After doing any set of practice questions, you must evaluate which questions you missed, and more importantly why you missed those questions. The same approach should be taken for questions that you guessed on (whether answered correctly or incorrectly) and questions that consumed more than 2.5 minutes. The goal of review is to identify opportunities for improvement of your performance, whether that improvement is in speed or accuracy.

For example, your evaluation of a set of Quantitative and Verbal practice questions might look like this:


    Question 2 | Question type: DS | 2 equations given; didn't put the equations in the same form. Takeaway: always put equations into similar forms.

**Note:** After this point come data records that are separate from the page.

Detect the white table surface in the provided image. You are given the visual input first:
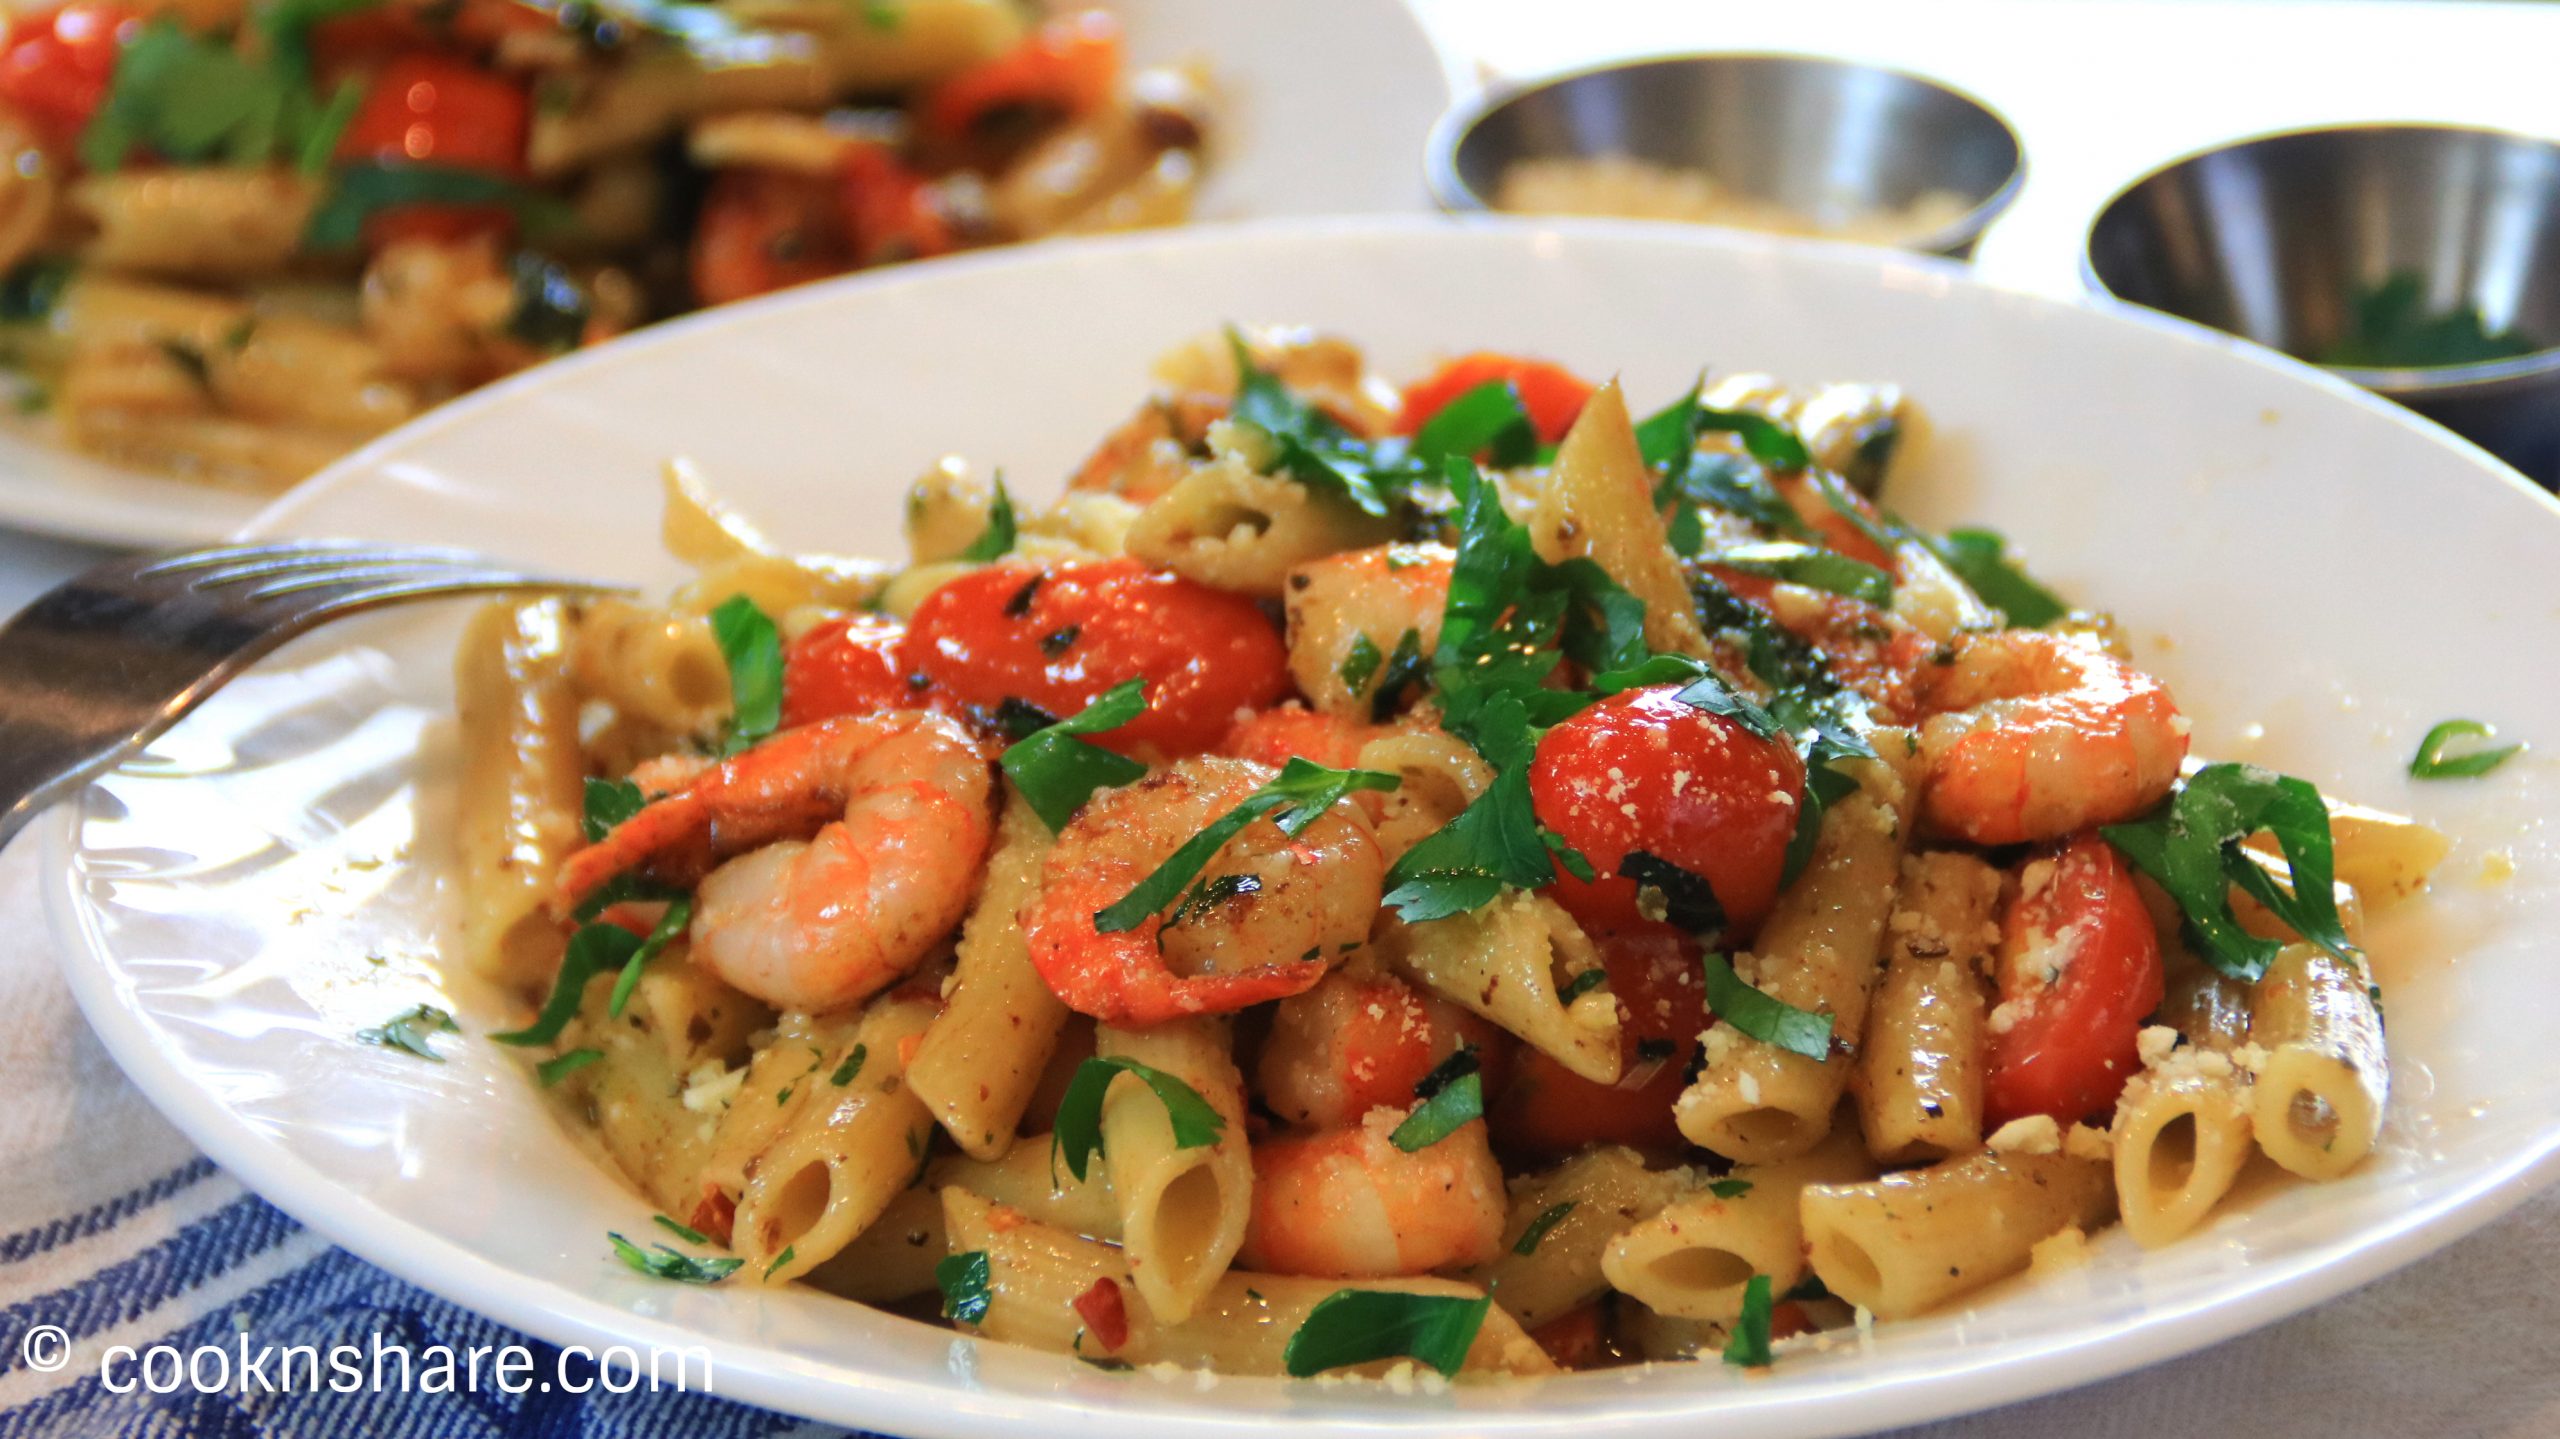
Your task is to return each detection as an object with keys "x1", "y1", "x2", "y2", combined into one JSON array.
[{"x1": 3, "y1": 5, "x2": 2557, "y2": 1435}]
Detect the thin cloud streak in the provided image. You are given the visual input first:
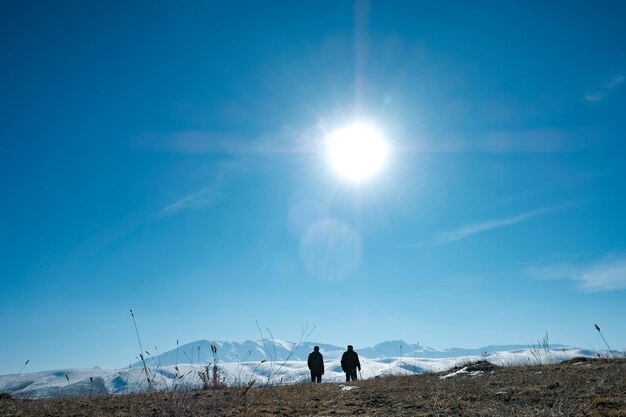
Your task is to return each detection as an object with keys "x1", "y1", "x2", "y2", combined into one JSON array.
[
  {"x1": 433, "y1": 207, "x2": 553, "y2": 245},
  {"x1": 408, "y1": 205, "x2": 566, "y2": 247},
  {"x1": 134, "y1": 125, "x2": 323, "y2": 157},
  {"x1": 528, "y1": 252, "x2": 626, "y2": 292},
  {"x1": 157, "y1": 183, "x2": 220, "y2": 217},
  {"x1": 146, "y1": 124, "x2": 323, "y2": 219},
  {"x1": 155, "y1": 164, "x2": 239, "y2": 218},
  {"x1": 583, "y1": 73, "x2": 624, "y2": 103},
  {"x1": 402, "y1": 128, "x2": 587, "y2": 155}
]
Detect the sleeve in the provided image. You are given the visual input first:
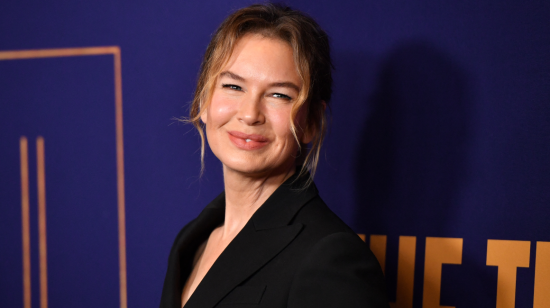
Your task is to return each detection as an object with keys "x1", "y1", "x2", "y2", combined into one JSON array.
[{"x1": 287, "y1": 232, "x2": 389, "y2": 308}]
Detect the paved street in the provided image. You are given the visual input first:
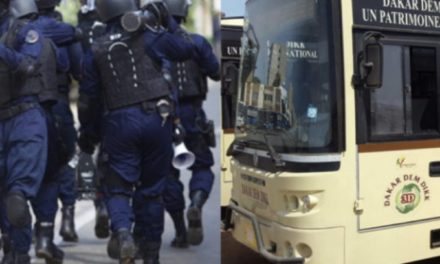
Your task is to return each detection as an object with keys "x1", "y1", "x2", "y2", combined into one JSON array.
[{"x1": 1, "y1": 80, "x2": 221, "y2": 264}]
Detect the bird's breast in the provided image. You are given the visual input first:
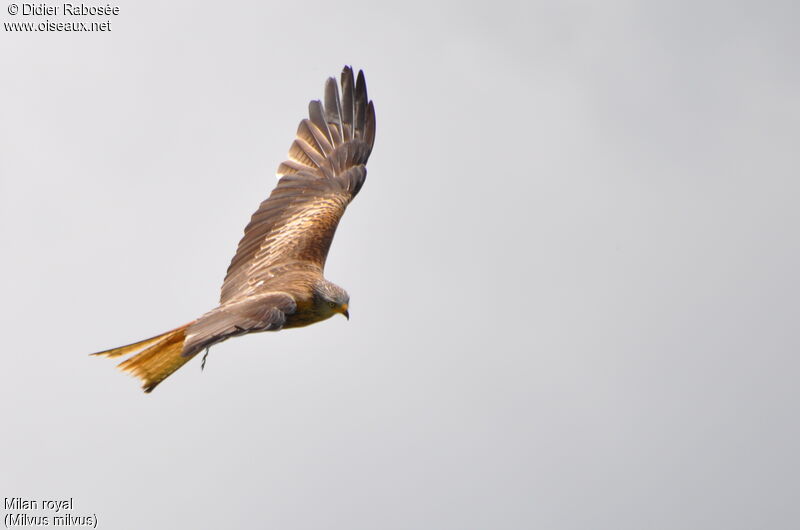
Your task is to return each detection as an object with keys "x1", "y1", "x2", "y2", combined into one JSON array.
[{"x1": 281, "y1": 297, "x2": 327, "y2": 329}]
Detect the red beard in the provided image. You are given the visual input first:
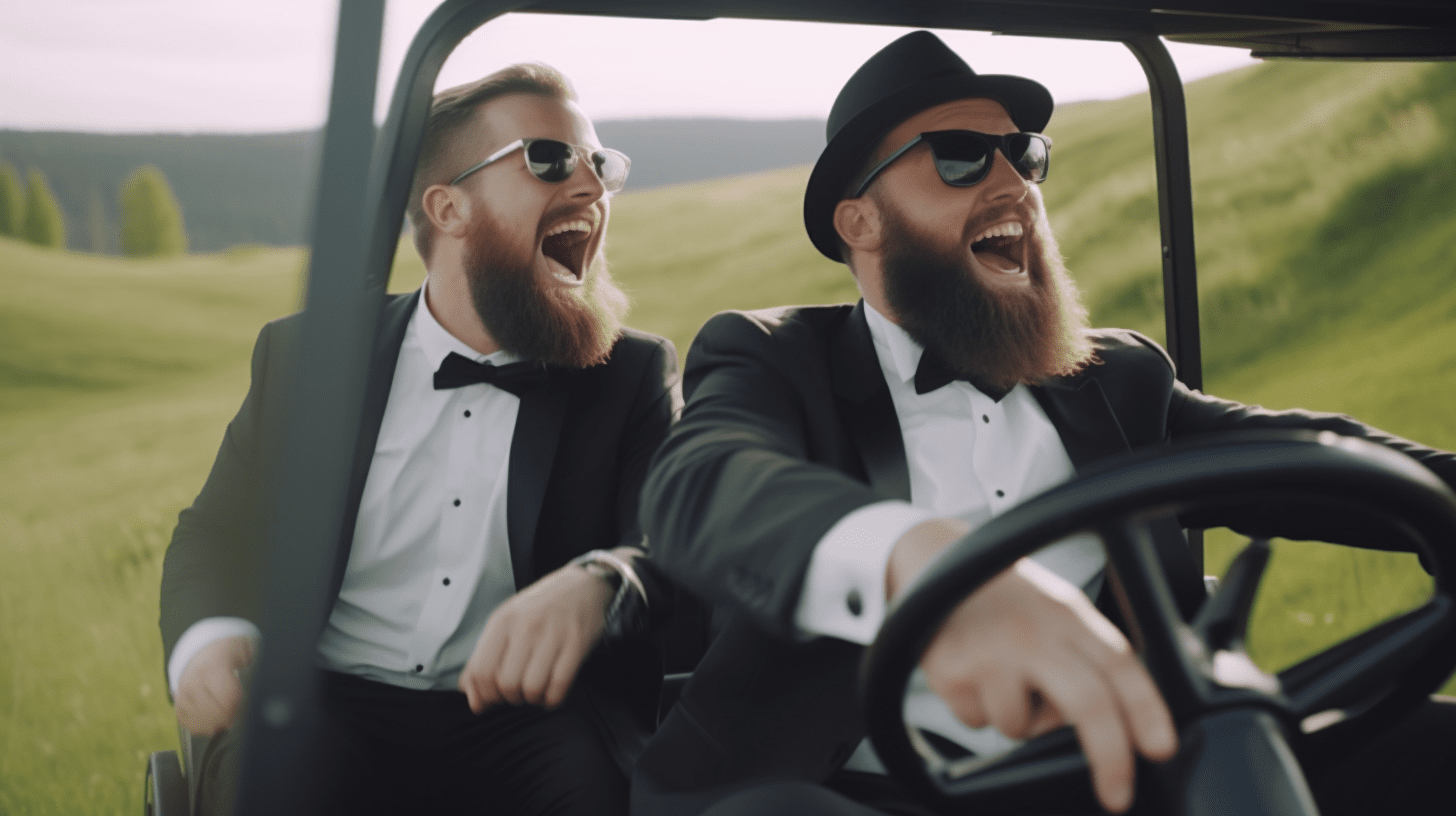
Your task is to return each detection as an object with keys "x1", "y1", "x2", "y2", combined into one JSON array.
[
  {"x1": 878, "y1": 196, "x2": 1096, "y2": 391},
  {"x1": 459, "y1": 207, "x2": 628, "y2": 368}
]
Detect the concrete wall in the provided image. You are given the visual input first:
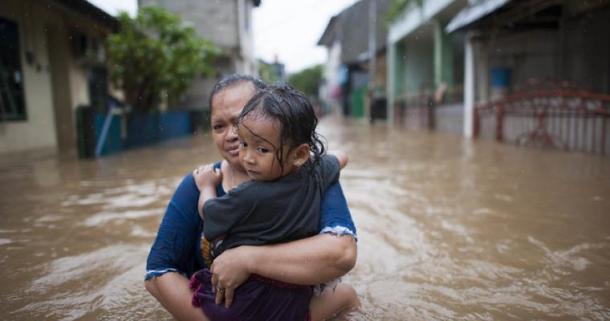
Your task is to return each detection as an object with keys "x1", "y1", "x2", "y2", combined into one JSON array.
[
  {"x1": 0, "y1": 0, "x2": 110, "y2": 153},
  {"x1": 403, "y1": 33, "x2": 435, "y2": 95},
  {"x1": 484, "y1": 30, "x2": 559, "y2": 94},
  {"x1": 435, "y1": 103, "x2": 463, "y2": 134},
  {"x1": 1, "y1": 1, "x2": 55, "y2": 152},
  {"x1": 563, "y1": 5, "x2": 610, "y2": 93},
  {"x1": 392, "y1": 22, "x2": 464, "y2": 99},
  {"x1": 140, "y1": 0, "x2": 239, "y2": 49},
  {"x1": 477, "y1": 5, "x2": 610, "y2": 97},
  {"x1": 320, "y1": 42, "x2": 343, "y2": 112}
]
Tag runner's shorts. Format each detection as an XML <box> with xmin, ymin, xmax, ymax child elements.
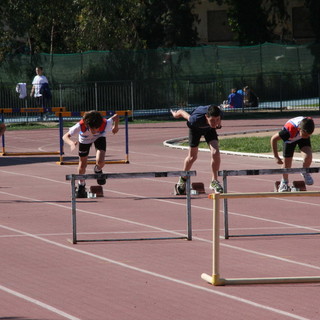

    Question 5 | Question type: PS | quadratic equation; didn’t understand how to do it, because I didn’t see a common quadratic equation. Takeaway: commit to memory common quadratic equations and the uncommon ways they are often presented.

    Question 7 | Question type: PS | careless arithmetic mistake - added incorrectly. Takeaway: always double check math.

    Question 10 | Question Type: DS | required six minutes to finish; overlooked the opportunity to use smart math to expedite calculations. Takeaway: memorize common powers, such as 252 = 625 and 152 = 225.


    Question 2 | Question type: SC | identified the modifier error; got it down to the correct two but missed the idiom “as much as”. Takeaway: Know your idioms!

    Question 5 | Question type: CR | spotted weaken question; both remaining answer choices after POE gave alternative reasons: took a while to realize the difference between the choices: “most” vs. “at least one”.

    Question 8 | Question type: SC | guessed (correctly); did not know the different usage for ‘that’ and ‘which’.

When reviewing questions you should always ask yourself two simple questions: 1) what was the point conveyed (or skill tested) by this problem, and 2) what should I take away from this problem that can be applied elsewhere? The goal of review is to further hone your ability to first see similarities between problems, and then identify the connection of those similarities to the broader concepts and approaches. By seeing similarities you’ll be better equipped to answer questions that test familiar concepts in unfamiliar ways. Let’s look at a question:

Number Properties Question Review:

If m is a multiple of 4 and n is divisible by 6, nm must be divisible by which of the following?

  • 8
  • 12
  • 18
  • 24
  • 32

Concept: Divisibility

Knowledge: Definition of divisible and multiple


-“x is divisible by more than one number” is another way to tell you the least common factor of x.

-the least common multiple of a number IS NOT the same as the product. Here the LCM is 12, not 24.

-The terms divisible by, multiple of, and factor of convey essentially the same information in different ways.